In January 2006, he was part of a group of local investors that purchased Lawrence Bank, which is now known as Great American Bank. He became the bank’s CEO and president, titles which he holds to this day.

Along with his career in banking, in his 45 years of living in Lawrence, Dreiling has given back to the community in a variety of ways: he’s coached Little League baseball, served on the board of trustees for the Lawrence Memorial Hospital Endowment Association, helped found the Kansas University Baseball Diamond Club and was a member of the Trustees of St. Margaret’s Episcopal Church.

• Brenda McFadden was born in Charleston, West Virginia, but moved around a lot as a kid before her family settled in the St. Louis area. She came to Lawrence in 1982 to attend KU, earning a bachelor’s in business administration.

McFadden had a couple of sales jobs, including one where she cold-called people to try to sell penny stocks, but she began to take classes in accounting after her first daughter, Grace, was born in 1988. She earned a degree in accounting and was hired in January 1991 by Ernst & Young in Kansas City to work in their tax department.

When Grace entered kindergarten in 1993, McFadden took a job in Lawrence to be closer to home. In 1995, she bought half of the firm she was with, which then became known as Hickman and McFadden; she purchased the whole company in 1998, and its name changed to The McFadden Group.

McFadden also served on the boards of multiple community organizations, including The Children’s Shelter, the American Red Cross of Douglas County and Junior Achievement.

Rick Renfro grew up in Prairie Village and graduated from Shawnee Mission West High School in 1974. After briefly attending Ottawa University, he transferred to KU in 1976 and found his passion in life: rugby. But Renfro also found that rugby wouldn’t pay the bills, so he bought Johnny’s Tavern from Johnny Wilson in 1978 and learned the ins and outs of the hospitality industry on the job.

Eventually, the industry became his lifelong career. Along with opening the “Up & Under” club in 1982 above Johnny’s in North Lawrence, another Johnny’s was opened in Overland Park in 1991. Now, there are 13 separate Johnny’s locations along with the more upscale J. Wilson’s restaurant. In total, these restaurants now employ more than 600 people.

Along with his work with Johnny’s, Renfro has served in many community organizations including Tenants to Homeowners, the Ballard Center, the North Lawrence Improvement Association and Just Food.

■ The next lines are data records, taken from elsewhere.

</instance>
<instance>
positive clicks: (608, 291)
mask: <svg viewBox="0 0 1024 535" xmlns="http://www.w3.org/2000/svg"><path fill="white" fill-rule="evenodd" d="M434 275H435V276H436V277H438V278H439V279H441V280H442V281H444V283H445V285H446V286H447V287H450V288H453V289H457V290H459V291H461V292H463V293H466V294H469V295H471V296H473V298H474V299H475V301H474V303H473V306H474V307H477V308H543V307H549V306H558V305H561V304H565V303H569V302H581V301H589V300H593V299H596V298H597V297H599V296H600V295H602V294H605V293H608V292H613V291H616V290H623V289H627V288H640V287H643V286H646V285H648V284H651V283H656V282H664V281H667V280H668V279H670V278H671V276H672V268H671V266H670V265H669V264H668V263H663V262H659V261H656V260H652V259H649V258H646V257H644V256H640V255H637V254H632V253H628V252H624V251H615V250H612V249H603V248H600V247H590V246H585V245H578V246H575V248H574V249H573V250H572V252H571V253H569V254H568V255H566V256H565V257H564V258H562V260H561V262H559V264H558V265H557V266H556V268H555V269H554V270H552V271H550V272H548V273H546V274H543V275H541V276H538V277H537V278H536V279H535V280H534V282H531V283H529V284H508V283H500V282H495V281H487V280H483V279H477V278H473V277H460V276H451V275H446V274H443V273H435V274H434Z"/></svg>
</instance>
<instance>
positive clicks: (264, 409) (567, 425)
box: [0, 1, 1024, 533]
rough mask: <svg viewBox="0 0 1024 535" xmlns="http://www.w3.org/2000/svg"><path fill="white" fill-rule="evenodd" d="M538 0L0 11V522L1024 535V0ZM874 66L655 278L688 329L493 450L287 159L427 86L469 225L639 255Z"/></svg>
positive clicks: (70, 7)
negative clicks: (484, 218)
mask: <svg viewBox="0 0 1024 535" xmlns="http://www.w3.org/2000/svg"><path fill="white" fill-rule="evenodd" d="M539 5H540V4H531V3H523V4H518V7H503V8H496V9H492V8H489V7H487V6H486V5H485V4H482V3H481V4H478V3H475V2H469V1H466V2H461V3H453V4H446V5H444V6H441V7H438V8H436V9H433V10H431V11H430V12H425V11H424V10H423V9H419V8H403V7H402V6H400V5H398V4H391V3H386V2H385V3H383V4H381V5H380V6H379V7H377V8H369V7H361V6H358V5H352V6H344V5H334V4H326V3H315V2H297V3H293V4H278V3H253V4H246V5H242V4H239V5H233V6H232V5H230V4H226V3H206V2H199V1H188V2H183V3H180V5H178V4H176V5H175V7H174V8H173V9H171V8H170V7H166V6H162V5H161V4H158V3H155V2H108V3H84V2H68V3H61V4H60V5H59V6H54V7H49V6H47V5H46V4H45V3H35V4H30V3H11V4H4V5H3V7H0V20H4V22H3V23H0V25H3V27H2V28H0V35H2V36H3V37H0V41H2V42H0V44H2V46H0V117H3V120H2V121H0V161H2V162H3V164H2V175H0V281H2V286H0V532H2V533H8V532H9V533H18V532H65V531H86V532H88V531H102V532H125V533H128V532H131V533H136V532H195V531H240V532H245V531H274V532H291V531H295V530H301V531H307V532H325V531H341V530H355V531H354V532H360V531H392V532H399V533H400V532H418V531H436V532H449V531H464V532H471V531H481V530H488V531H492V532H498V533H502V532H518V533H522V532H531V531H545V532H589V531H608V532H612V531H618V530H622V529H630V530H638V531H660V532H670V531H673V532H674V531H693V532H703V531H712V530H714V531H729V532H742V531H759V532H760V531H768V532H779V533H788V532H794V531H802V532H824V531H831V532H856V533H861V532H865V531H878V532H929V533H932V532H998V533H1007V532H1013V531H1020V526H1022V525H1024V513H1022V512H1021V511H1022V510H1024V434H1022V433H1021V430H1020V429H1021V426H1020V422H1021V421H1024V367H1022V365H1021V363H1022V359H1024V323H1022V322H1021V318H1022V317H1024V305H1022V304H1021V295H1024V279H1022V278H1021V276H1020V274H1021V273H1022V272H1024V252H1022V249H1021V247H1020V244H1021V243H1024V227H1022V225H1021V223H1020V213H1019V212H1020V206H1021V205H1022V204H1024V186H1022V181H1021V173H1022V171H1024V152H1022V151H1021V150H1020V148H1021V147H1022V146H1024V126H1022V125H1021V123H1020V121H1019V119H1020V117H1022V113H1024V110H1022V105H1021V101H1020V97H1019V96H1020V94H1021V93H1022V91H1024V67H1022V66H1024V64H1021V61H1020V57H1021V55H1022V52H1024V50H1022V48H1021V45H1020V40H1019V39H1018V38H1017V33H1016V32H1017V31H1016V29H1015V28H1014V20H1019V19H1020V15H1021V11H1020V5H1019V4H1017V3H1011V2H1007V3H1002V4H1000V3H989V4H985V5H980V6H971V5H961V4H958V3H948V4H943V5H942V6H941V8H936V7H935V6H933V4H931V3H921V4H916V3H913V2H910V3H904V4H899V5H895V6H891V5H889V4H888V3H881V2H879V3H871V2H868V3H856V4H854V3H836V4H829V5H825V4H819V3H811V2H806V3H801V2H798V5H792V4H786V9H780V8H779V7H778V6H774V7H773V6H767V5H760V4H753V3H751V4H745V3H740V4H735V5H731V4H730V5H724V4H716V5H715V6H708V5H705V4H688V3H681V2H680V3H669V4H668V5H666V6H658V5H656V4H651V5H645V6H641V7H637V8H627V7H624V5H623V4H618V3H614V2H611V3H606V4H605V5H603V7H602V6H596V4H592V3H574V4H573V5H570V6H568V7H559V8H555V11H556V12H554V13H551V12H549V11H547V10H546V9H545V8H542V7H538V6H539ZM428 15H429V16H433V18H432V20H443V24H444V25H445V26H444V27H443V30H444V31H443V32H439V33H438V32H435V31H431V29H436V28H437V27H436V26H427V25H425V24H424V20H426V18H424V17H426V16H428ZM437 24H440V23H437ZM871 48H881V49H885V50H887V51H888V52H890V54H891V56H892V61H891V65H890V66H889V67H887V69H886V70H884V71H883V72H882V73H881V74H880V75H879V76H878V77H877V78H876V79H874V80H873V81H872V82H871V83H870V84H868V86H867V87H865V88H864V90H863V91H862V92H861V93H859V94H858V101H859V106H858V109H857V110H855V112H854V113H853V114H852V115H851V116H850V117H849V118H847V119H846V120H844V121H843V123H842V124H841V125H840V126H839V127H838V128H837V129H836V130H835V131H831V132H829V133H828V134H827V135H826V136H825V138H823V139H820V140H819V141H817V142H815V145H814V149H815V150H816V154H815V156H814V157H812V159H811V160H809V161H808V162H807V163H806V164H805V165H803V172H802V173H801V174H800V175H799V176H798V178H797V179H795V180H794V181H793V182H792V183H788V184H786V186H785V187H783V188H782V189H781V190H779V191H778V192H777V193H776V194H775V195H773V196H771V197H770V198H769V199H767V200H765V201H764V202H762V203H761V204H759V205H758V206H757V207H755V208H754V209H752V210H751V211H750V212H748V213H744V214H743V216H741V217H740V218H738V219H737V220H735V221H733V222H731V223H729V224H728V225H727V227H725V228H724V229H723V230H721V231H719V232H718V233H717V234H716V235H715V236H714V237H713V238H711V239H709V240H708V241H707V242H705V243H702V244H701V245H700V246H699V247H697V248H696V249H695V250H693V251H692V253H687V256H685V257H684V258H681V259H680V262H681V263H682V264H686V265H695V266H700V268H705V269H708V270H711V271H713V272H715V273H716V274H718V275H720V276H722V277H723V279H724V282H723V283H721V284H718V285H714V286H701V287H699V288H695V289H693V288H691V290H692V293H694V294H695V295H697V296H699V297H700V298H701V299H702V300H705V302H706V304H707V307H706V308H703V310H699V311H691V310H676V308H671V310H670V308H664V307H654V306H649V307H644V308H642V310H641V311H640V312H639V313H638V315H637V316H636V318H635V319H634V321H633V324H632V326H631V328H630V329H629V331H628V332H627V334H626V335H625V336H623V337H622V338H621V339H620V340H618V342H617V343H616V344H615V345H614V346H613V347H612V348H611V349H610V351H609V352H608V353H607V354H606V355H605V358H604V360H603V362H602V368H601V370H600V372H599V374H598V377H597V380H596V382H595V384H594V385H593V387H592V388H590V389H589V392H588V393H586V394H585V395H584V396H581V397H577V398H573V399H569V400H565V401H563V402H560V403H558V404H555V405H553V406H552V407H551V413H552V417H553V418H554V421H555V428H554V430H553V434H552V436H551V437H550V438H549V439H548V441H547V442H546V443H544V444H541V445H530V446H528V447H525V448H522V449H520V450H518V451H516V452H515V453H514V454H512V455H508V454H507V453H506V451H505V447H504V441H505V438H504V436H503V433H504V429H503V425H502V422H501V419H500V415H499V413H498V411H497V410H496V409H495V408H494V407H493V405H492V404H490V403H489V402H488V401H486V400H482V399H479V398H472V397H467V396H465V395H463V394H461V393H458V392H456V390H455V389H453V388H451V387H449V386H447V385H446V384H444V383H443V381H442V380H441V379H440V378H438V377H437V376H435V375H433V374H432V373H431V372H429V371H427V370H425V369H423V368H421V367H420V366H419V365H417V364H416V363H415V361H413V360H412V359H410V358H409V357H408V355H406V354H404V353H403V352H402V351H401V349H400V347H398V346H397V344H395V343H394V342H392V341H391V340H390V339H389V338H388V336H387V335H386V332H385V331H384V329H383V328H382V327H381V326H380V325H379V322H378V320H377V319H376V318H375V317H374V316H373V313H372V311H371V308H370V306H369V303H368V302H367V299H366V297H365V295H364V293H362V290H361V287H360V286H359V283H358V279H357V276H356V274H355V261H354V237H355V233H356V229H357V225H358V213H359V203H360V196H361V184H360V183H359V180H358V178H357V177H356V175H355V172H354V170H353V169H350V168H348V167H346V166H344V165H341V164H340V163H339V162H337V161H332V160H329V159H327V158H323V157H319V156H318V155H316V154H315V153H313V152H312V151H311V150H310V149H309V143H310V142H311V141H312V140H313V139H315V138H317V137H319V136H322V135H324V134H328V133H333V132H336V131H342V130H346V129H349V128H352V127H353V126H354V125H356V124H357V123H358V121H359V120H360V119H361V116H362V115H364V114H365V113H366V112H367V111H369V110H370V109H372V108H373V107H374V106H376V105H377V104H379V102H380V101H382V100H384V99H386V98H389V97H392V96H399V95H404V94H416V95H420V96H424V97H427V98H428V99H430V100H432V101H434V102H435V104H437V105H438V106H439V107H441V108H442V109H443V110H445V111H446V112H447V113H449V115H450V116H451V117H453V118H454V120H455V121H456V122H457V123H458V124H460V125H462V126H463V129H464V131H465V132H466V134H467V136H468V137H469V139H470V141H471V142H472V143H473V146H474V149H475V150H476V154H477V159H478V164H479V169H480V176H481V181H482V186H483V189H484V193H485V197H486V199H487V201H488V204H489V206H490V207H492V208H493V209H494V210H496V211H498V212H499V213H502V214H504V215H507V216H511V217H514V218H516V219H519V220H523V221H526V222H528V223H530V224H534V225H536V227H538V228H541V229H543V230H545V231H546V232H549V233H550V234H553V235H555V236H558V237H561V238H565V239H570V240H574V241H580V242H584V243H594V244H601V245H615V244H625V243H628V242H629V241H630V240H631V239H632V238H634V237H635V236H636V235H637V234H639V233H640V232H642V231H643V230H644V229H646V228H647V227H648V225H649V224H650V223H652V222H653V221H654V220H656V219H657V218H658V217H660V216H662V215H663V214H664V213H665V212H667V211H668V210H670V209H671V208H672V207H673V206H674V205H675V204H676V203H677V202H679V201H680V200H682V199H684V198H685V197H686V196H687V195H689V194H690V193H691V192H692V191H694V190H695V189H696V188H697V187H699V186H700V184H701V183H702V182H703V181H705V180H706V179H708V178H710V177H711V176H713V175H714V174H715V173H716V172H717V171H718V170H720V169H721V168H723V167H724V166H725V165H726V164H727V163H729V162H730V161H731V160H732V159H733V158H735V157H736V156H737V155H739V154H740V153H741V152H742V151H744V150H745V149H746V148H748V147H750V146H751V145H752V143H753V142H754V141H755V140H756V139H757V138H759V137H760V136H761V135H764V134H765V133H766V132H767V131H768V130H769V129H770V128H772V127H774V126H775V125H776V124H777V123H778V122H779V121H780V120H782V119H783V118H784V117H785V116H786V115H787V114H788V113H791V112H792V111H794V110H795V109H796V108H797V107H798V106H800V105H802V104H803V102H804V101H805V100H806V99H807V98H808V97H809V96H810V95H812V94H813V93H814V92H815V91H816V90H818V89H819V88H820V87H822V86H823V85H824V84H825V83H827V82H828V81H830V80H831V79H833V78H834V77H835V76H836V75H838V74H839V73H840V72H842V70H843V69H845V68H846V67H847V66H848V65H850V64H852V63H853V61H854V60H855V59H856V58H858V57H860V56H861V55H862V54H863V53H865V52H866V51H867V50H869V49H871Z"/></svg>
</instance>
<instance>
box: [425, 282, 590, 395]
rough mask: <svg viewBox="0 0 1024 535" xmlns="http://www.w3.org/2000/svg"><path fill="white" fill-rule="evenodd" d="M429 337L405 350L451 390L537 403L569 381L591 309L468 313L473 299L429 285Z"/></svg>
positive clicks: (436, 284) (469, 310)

Jeff Sigler, while attending Emporia State University, went to work at Hill’s Apothecary, where he learned a lot about what it would take to run his own small business one day and keep customers happy. He and his wife, Suzi, moved to Lawrence in 1981 so he could attend pharmacy school at KU, and he worked at King Pharmacy while in school and Raney’s Drug Store after graduating in 1984.

He also started a publishing company with a classmate, Brent Flanders, to write and sell study guides for pharmacy students. Currently, the company is on the 38th edition of Sigler’s Drug Cards, which are sold nationwide.

Sigler and Flanders also opened a Macintosh computer store called MacSource in Overland Park in 1987, and eventually the store had two other locations in Manhattan and Lawrence before Sigler sold the company in 1994 and returned to the pharmacy profession full-time, managing the pharmacy at the Clinton Parkway Hy-Vee location.

In 2005, Sigler opened up his own pharmacy in the Internal Medicine Group practice on West Sixth Street. He now owns and operates three pharmacies: two in Lawrence and one in Lenexa.

Sigler has served on various boards, including for the American Cancer Society, Theatre Lawrence, the Douglas County AIDS Project and the Kansas Pharmacy Services Corporation.